Because cancers are essentially uncontrolled cellular proliferation, numerous pharmacological agents affecting cell cycle progression have been employed as treatments. While proliferating cells can be arrested in any stage of the cell cycle, mitosis is uniquely appropriate due to its relatively short length and the ability to target the mitotic checkpoint. Several drugs target the microtubule assembly of mitosis. For example, vinblastine binds to tubulin and is known to disrupt microtubule formation3. Interestingly, paclitaxel, which stabilizes microtubules, is also an effective antineoplastic agent3. Because mitosis is a relatively rare event in an asynchronous population of cells, it is often difficult to image many of these cells. Scanning large areas at high magnification requires large amounts of time and considerable data storage. Alternatively, the process is accomplished manually by searching a large image area manually. Even when mitotic cells are identified with a distinct marker, this process is tedious and can result in bias. The ROI feature of Gen5 automatically scans an image area using a low magnification screen, then imagines only areas of true interest. While only the TRITC signal was needed to identify mitotic cell nuclei, it was found to be advantageous to also image the cells in the DAPI and GFP channels concurrently. The DAPI channel provided a visual confirmation that the TRITC signals, seen as spots, colocalized with DAPI and were indeed nuclei rather than nonspecific binding. Further confirmation of the mitotic status of the cell was made with cell morphology, identified by the cytoskeletal staining of actin.

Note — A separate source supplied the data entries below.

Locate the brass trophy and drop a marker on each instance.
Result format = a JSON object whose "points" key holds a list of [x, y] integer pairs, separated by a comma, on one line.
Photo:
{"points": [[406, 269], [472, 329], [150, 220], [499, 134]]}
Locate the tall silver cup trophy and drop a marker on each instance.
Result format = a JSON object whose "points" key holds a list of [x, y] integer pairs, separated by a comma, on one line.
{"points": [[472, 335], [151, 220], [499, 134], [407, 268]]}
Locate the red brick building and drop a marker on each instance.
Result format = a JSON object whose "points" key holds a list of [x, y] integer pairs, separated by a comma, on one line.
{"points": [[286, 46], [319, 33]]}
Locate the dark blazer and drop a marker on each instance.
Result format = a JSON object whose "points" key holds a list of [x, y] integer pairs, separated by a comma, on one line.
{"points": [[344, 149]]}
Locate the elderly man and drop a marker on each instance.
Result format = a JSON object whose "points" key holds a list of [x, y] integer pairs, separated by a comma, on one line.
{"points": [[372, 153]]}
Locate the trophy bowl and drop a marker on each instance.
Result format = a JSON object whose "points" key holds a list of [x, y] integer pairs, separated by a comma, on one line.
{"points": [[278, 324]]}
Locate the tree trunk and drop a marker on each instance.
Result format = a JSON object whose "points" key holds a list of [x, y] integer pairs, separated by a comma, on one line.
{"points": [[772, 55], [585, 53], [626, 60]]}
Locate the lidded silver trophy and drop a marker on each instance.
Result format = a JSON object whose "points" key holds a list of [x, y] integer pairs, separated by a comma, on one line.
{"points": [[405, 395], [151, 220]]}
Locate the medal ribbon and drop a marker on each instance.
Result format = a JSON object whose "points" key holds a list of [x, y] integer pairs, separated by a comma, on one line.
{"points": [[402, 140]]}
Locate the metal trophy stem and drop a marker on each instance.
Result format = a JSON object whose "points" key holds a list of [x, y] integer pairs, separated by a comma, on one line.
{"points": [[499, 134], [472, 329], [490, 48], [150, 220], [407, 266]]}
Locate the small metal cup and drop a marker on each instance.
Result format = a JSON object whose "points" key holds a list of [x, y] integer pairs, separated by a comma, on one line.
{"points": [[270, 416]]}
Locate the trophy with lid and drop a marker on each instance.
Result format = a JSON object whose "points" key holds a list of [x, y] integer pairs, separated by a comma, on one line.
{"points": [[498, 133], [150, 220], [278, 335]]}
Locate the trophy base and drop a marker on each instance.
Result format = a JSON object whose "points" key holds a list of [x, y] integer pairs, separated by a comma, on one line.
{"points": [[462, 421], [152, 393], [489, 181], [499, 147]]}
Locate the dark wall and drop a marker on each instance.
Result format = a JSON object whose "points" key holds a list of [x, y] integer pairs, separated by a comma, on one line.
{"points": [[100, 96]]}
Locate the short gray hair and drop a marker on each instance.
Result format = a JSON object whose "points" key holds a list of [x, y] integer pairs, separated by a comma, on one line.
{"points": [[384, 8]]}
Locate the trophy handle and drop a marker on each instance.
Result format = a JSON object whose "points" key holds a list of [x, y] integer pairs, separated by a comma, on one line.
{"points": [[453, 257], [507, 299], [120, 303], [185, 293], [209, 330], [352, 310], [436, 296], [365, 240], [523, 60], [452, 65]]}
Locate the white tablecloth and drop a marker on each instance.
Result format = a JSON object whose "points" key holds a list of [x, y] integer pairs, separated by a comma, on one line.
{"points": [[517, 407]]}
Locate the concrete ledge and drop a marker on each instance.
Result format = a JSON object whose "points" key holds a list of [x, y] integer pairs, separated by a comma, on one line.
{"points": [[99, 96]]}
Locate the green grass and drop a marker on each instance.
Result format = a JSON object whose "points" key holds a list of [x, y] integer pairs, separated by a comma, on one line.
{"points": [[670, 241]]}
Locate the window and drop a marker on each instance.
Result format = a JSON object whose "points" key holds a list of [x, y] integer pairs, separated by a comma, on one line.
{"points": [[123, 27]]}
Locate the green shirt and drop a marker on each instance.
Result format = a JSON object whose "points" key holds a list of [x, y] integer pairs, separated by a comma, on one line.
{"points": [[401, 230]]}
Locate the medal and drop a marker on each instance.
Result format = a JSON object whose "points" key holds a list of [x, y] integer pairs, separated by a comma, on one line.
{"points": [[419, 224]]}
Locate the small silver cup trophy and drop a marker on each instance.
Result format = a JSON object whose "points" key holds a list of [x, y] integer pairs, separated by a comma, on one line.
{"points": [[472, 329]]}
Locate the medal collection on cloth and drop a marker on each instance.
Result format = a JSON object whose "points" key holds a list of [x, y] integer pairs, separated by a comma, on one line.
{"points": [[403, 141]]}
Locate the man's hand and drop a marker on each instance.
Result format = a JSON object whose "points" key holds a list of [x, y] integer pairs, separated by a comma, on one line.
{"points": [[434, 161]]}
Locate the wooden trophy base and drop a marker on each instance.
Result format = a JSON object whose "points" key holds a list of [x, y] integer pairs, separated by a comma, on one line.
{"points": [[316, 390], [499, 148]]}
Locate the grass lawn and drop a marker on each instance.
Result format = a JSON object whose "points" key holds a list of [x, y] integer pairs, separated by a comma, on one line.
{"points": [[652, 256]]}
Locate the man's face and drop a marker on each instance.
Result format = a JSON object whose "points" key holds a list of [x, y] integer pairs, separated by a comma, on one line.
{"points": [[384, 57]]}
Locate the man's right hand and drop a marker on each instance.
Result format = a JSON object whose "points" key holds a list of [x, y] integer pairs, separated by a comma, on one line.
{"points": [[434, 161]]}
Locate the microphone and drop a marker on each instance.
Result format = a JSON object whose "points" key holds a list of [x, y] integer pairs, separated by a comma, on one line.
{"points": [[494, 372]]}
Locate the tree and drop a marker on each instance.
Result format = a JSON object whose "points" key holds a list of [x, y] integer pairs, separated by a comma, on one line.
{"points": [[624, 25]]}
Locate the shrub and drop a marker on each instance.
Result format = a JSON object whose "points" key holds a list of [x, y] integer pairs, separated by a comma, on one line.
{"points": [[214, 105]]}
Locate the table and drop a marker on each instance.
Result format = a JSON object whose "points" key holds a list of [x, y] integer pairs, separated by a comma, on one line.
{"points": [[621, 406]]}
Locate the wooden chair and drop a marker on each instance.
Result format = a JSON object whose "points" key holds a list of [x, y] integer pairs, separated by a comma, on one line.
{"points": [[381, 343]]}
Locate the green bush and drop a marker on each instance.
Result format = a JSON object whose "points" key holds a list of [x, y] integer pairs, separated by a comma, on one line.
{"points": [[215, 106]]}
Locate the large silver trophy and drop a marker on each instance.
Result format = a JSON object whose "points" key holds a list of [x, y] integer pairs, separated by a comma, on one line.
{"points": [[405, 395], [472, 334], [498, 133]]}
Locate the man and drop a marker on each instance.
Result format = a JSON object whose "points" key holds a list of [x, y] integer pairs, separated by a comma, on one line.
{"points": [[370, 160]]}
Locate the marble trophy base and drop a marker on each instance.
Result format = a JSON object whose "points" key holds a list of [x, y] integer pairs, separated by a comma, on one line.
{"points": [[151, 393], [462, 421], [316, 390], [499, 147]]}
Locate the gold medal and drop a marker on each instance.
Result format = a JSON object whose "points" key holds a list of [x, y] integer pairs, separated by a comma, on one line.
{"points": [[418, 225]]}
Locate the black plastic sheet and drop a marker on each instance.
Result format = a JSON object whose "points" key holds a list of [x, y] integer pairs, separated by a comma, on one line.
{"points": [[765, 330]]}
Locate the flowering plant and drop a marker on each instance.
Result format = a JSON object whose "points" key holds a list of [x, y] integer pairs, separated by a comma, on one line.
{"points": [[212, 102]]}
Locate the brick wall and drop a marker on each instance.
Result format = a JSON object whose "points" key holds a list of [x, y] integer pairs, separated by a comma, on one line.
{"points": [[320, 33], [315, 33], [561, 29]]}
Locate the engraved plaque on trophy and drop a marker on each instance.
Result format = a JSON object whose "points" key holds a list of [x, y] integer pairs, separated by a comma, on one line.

The Cytation C10 confocal imaging reader in conjunction with the Gen5 microplate reader and imager software are a unique combination of hardware and software packages that can provide both low magnification high-throughput quantitative image analysis, as well as high resolution content analysis.
- Julian Lewis et. al. (2007). Molecular Biology of The Cell (5th ed.). New York: Garland Science. ISBN 9780815341055.
- Yi Wei, Y., C. A. Mizzen, R. G. Cook, M. A. Gorovsky, and C. D. Allis. 1998. Phosphorylation of Histone H3 at Serine 10 is Correlated with Chromosome Condensation during Mitosis and Meiosis in Tetrahymena. Proc. Natl. Acad. Sci. USA 95:7480–7484. doi: 10.1073/pnas.95.13.7480 PMCID: PMC22657 PMID: 9636175.
- Jordan MA, Wilson L (April 2004). Microtubules as a Target for Anticancer Drugs". Nature Reviews. Cancer. 4 (4): 253–65. doi:10.1038/nrc1317. PMID 15057285. S2CID 10228718.